Kings Co. Sheriff's and their new substations

March 15, 2013 12:35:10 AM PDT
Three of the four new substations are in existing buildings. If the county were to build brand new ones it would cost several million dollars, instead the sheriff's office uses the buildings for free.

The sheriff says the new substations allow the deputies to be out in the community more.

While children play nearby, parents and teachers can know that soon, a Kings County Sheriff's Deputy will call the Kings River-Hardwick School his or her office.

Larry Fritz of Kings River-Hardwick School District said, "Of course we're glad to have them here because any school would be glad to have the presence of sheriff's officers on their campus it's just peace of mind."

Kings River-Hardwick is one of four new Kings County Sheriff substation locations. The other three are in Stratford, this old county fire station on south 10th avenue and Parkview Middle School in Armona.

Sheriff Dave Robinson says all the new locations make geographic sense

Robinson said, "The Kings River-Hardwick School makes sense because it's on the north end of the county where we do not have a substation. Armona makes sense because it's more centrally located in the county but it's not in the city of Hanford."

Just a few weeks ago deputies responded to Parkview Middle School in Armona, where one student stabbed another student. Sheriff Robinson says the fact that the sheriff's office will soon have a substation on the school campus could curb future crimes.

"You can never predict the future but obviously hope that by more visibility and closer interaction with the schools or other community functions that you do have some crime prevention aspect that's involved."

Robinson stresses that no suspects in a crime will ever be brought on campus unless the suspect is connected to the school.

A key part of making the new substations successful is computers. Previously, patrol deputies who worked in the new substation areas had to come back to headquarters to fill out reports, which meant they spent less time out on patrol in the community.

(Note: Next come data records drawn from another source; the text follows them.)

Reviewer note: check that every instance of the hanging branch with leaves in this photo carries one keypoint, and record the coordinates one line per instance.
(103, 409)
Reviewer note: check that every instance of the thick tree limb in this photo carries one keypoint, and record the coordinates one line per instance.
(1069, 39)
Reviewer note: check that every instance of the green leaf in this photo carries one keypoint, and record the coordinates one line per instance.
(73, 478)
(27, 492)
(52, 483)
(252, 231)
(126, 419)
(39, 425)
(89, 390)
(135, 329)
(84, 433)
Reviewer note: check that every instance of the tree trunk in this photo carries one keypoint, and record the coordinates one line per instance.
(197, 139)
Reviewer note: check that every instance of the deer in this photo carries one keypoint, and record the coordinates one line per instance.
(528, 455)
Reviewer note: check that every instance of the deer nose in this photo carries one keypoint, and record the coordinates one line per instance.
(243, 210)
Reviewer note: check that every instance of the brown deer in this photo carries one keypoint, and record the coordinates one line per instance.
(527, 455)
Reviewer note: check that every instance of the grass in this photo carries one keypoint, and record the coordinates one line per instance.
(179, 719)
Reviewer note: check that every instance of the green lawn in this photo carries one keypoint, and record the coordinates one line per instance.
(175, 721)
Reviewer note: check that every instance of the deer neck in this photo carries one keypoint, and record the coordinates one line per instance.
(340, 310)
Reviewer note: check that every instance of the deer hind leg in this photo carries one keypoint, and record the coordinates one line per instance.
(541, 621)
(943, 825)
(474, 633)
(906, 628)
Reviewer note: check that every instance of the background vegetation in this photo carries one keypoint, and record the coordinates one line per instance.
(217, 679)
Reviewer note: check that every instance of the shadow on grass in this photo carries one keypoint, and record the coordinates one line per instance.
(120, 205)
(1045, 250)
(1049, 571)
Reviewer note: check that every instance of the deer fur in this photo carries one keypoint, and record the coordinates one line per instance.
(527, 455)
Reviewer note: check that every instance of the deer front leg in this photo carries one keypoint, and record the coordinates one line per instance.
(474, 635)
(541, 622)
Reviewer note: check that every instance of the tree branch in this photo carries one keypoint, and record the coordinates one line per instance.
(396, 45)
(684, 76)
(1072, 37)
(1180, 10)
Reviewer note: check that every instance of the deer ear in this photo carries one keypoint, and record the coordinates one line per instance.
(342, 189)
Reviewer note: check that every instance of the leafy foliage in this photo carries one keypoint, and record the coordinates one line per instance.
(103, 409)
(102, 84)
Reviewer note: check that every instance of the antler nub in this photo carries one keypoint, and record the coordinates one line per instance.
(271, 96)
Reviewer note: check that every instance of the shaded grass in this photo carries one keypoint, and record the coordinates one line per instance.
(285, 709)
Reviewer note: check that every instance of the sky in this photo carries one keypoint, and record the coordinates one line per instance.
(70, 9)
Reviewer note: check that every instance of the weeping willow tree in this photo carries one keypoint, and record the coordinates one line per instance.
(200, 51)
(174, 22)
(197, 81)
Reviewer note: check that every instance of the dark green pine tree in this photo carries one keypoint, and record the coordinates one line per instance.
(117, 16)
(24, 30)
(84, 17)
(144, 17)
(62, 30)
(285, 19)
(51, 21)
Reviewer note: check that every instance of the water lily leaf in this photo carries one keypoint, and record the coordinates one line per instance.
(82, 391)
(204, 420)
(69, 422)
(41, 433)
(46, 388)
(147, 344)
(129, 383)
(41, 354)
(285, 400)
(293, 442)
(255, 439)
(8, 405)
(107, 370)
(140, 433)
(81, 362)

Robinson said, "The nice thing is technology has come far enough now where we can get computers set up where they can literally do the same thing at a substation that they can somewhere else."

The substation and the one in Stratford are already open. The ones at the two schools will be open by mid-April.

The sheriff will be asking the board of supervisors to fill four frozen deputy positions to help them staff the new substations.